If anyone is a known relative of Martin Joyce, we need your help by way of signature on the application that is waiting at the Museum. Martin had several siblings (listed below). Surely some of them have living descendants who will read this. If not, I can find cousins through his father's Joyce line or his mother's Corcoran line.

-Mary Joyce (1888-1910)
-Michael Joyce (born 1891) married Ida Manning
-Sarah Joyce (born 1896) married George Osbahr
-Margaret Joyce (1898-1968) married Harry John Shannon (1901-1975)
-Andrew Joyce (born 1901)
-Edward Joyce (born 1903) married Augusta Trebour (1905-1947)
-John Joseph Joyce (1905-1952) married Alice Smith
-Regina Joyce (1908-1986) marred Francis Brown (1901-1976)


Thank you to Commander Flora and Jackie for their time and dedication.

You can watch short films about the Veterans Museum here and here.







Sunday, December 29, 2019

Identifying Location of Photographs

Thanks to an anonymous reader, additional photographs by my grandfather are identified as Keansburg, Monmouth County, New Jersey.

Locating Waackaack Creek helped.



Modern day aerial image of Keansburg, New Jersey



Thursday, December 12, 2019

Double John Cook and Jane Peer

John Cook was my sixth great grandfather.

On December 15, 1745 Johannis was baptized at the Pompton Plains First Reformed Dutch Church in Morris County, New Jersey. His parents were listed as Hendrik VanderKoeck and Catrina. Witnesses were Pieter Post and Annaatje.



On October 4, 1772 John Cook and Jane Peer were married at the First Presbyterian Church in Morristown.



On January 3, 1822 the will of John Cook was submitted for probate in Morris County. No wife was mentioned in the will. Jane was deceased when her father, Samuel Peer, wrote his will in 1818.
John Cook named four children in his will:
Catherine (married Easton)
Henry (my fifth great grandfather)
David
John


The son named John Cook (1790-1878) married a woman with the same name as his mother. Jane Peer (1794-1888) and John Cook were married by Reverend Barnabas King in 1812 in Rockaway, Morris County, New Jersey. They may have been first cousins. Jane's father was Jacob Peer, a brother to John's mother.






In the 1830s John and Jane relocated from Morris County, New Jersey to Onondaga County, New York.

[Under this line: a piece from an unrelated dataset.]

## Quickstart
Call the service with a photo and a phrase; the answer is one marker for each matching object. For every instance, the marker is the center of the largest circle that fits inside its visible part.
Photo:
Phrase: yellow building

John Cook Junior claimed a pension for service in the War of 1812 for substituting for Stephen H Cook (1797-1853). But Elizabeth claimed a widow’s pension through Stephen H Cook (denied because she could not prove the date of their marriage). Stephen was John's nephew (and my fourth great grandfather).





Questions:

How are the two people named Jane Peer related to each other? Was the younger Jane Peer a first cousin of her husband, the younger John Cook?

When did the older Jane Peer die?

Why did both John Cook and Stephen Cook serve in the War of 1812 if John substituted for Stephen?